COVID benefits too generous with Canadian companies, tough on workers: experts

OTTAWA — Benefits put in place at the start of the COVID-19 pandemic allowed vulnerable Canadians to stay healthy and maintain an income, but business supports were excessive and show the outsized influence of business groups on public policy, experts say. economists.

Nearly two and a half years ago, the federal government faced an unprecedented task of shutting down the economy to slow the rapid spread of COVID-19. That closure led to a series of pandemic relief benefits intended to soften the blow for workers and businesses, with the two most prominent programs being the Canada Emergency Response Benefit and the Canada Emergency Wage Subsidy.

A recent Statistics Canada analysis based on census data shows that two-thirds of Canadian adults received pandemic benefits in 2020, and these benefits cushioned income losses and reduced inequality.

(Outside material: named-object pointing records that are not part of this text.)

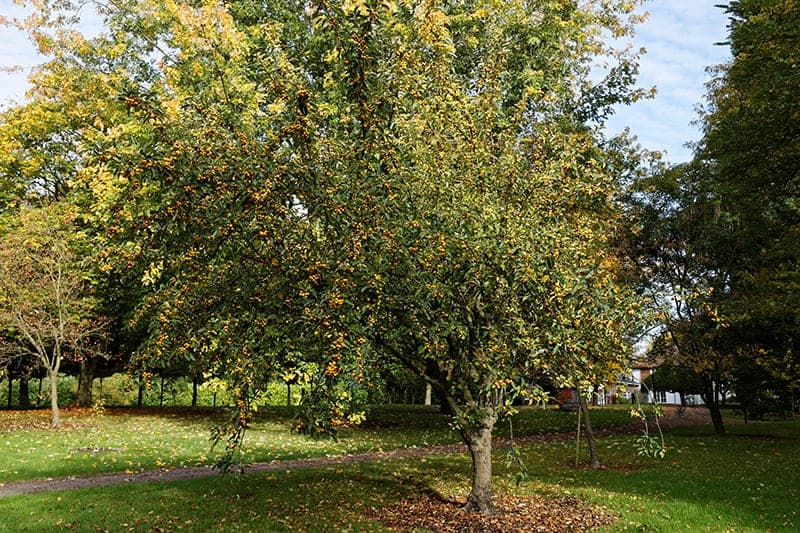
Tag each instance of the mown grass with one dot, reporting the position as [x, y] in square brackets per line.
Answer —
[747, 481]
[134, 440]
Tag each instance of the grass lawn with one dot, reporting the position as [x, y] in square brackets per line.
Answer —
[748, 481]
[132, 440]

Previous analysis from the federal statistics agency also found that, as expected, use of the wage subsidy program was correlated with a lower probability of closure and fewer employee reductions.

While there was little time to work out the benefits and fine-tune the details in March 2020, economists are now evaluating the successes and failures of these programs in hindsight.

City University of New York economics professor Miles Corak, who has written reviews of these programs, says any assessment must take into account the uncertainty facing people and governments at the time and the urgent need to keep people healthy.

That said, Corak said that while the CERB was “terribly successful,” Canada’s Emergency Wage Subsidy was a “huge failure.”

“Canada’s Emergency Response Benefit pulled money out quickly in time to keep people home, which is what we wanted to do to save lives,” he said.

On the other hand, Corak said the CEWS “arrived too late, was misguided, and was dramatically overinsured.”

The CERB was quickly announced in March 2020 and $2,000 a month for Canadians who lost income due to the pandemic shutdown. This was followed shortly by the CEWS, which subsidized the wages of company employees by 75 per cent in the hope of encouraging companies to retain their staff.

Corak says that when the wage subsidy was introduced, many companies had already laid off their employees.

Another source of criticism of the wage subsidy program was that it subsidized the wages of all workers in the affected companies, rather than simply those whose jobs were at risk of being lost, making it especially expensive.

Jennifer Robson, an associate professor of political management at Carleton University, also noted that the wage subsidy program was unsuccessful. Robson said businesses that would have otherwise closed for reasons unrelated to the pandemic were artificially kept afloat because of the wage subsidy.

“These were not businesses that were going to be profitable again,” Robson said.

Data from Statistics Canada shows that the number of business closures rose sharply in April 2020, but a sharp decline followed, bringing monthly closures to a lower level than before the pandemic.

Approximately 31,000 businesses closed in August 2020, while almost 40,000 closed in February 2020.

In hindsight, Corak said the wage subsidy program should have been smaller in scope and aimed at larger companies with specialized needs where it would be important for companies to keep the same employees, such as the airline industry.

The Canadian Federation of Independent Business has said the wage subsidy was “crucial” for small business owners, noting in April this year that only two in five of its members reported returning to normal sales.

Adrienne Vaupshas, ​​press secretary to Finance Minister Chrystia Freeland, said in a statement that the government’s focus at the start of the pandemic was to protect jobs and ensure a strong economic recovery.

“Today we have recovered 114 percent of the jobs that were lost during the darkest months of the pandemic,” Vaupshas said.

In contrast to what some economists have characterized as overly generous supports for businesses, some low-income Canadians have experienced setbacks in welfare benefits because they collected CERBs. The Canada Revenue Agency also expects to recover benefits paid to more than 400,000 Canadians whose eligibility was questioned.

In response, the anti-poverty group Campaign 2000 has called for an amnesty from the CERB.

Corak said that while it’s reasonable to ask those who fraudulently collected benefits to pay them back, businesses must meet the same standard.

“The concern I would have is the asymmetry in this response between individuals and companies,” Corak said.

The CFIB has called for increased loan forgiveness for small businesses that accessed loans through Canada’s Emergency Business Account. The federal government is already offering partial loan forgiveness if repayments are made by the end of 2023.

Robson said that when it comes to shaping public policy, business interest groups have well-equipped public relations teams to advance their interests.

“There’s nothing like it for individual low-wage workers,” Robson said.

Corak noted that at the start of the pandemic, there was a focus on the role of frontline workers, but over time, this shifted to small businesses.

“I think small business lobbying was very effective in informing individual MPs and putting pressure on the cabinet and government to respond in a way that many invisible and unheard mothers, fathers, workers and families simply did not have an equal voice. Cork said. .

The danger of the wage subsidy program, Corak said, is that it sets a precedent for providing excessive subsidies to businesses and thus stifling innovation.

“We are almost moving towards a basic income for small businesses instead of a basic income for individuals,” he said.